For bonds between yesterday's, today's and collectors-yet-unborn to be forged however evidence of ownership needs to survive. The collector needs to add a bookplate or notations and their books need to run the gauntlet of multiple dealers' potential desire to suppress the information because it too easily identifies a copy purchased at auction on the cheap.

As a consequence, while headstones tend to last, bookplates too often disappear. Among the more than 125,000 items posted on the AED during the first six months of 2009, almost all of it collectible, a portion of it rare, just 2% contain references to bookplates. Just today, in the 7,781 September auction lots already posted on AE in upcoming auctions, just 298 contain 'bookplate' in their descriptions. Collectors, once they become serious, should make an effort to design, or have designed, a bookplate. Life will end, the collector's connection may endure and may even add value.

One reason that book collecting has suffered over the past half century is that ownership information has been suppressed.
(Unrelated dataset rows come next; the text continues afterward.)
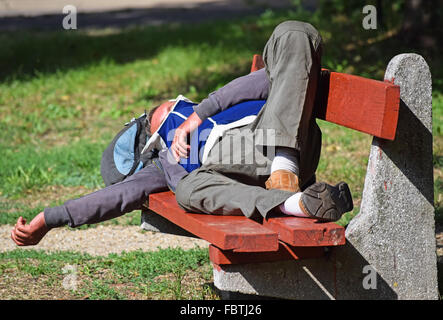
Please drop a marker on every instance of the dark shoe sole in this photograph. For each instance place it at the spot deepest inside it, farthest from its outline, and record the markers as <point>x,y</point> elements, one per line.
<point>325,202</point>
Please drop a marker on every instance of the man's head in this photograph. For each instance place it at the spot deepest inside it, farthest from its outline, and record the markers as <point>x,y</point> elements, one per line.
<point>158,114</point>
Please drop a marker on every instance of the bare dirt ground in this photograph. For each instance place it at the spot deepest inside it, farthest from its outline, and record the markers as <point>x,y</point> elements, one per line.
<point>48,15</point>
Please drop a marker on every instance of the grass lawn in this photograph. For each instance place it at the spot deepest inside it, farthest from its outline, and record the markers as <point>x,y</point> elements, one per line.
<point>63,96</point>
No one wants to take credit for this but it is clearly both dealers and consignors to auction who suppress this information because they wish to break the bonds that connect older [and lower priced] auction records with material returning to the market with much higher expectations. Where collectors do not see that collecting and collectors are respected their enthusiasm stands to be diminished.

Of course, the selection of a bookplate can negatively impact value. A quick Google search for 'bookplates' unearths quite a few of them. They are absolutely scary. But there is also the Bookplate Society which actually focuses on bookplates to the point it's likely some collectors have actually removed them from books. In other words, putting your bookplate into your important volumes assures only that you tried. If your books at auction go cheaply your bookplate will disappear to obscure the ignominy. If the plate is superb some bookplate collector is going to try to excise it. It's probably best to approach it as if you are racing carrier pigeons. Send out twenty and hope seven arrive.

Of course, if you succeed too well some enterprising forger will duplicate your [now assumed famous] bookplate thus raising questions in the centuries ahead as to how your bookplate shows up in material published after your death. If it happens, the chances are you won't know and, perchance if you do, you probably won't care.

If you are achieving eternal life based on something you read in a book while on earth please send a sign. Something discrete. You can reach me at the Americana Exchange.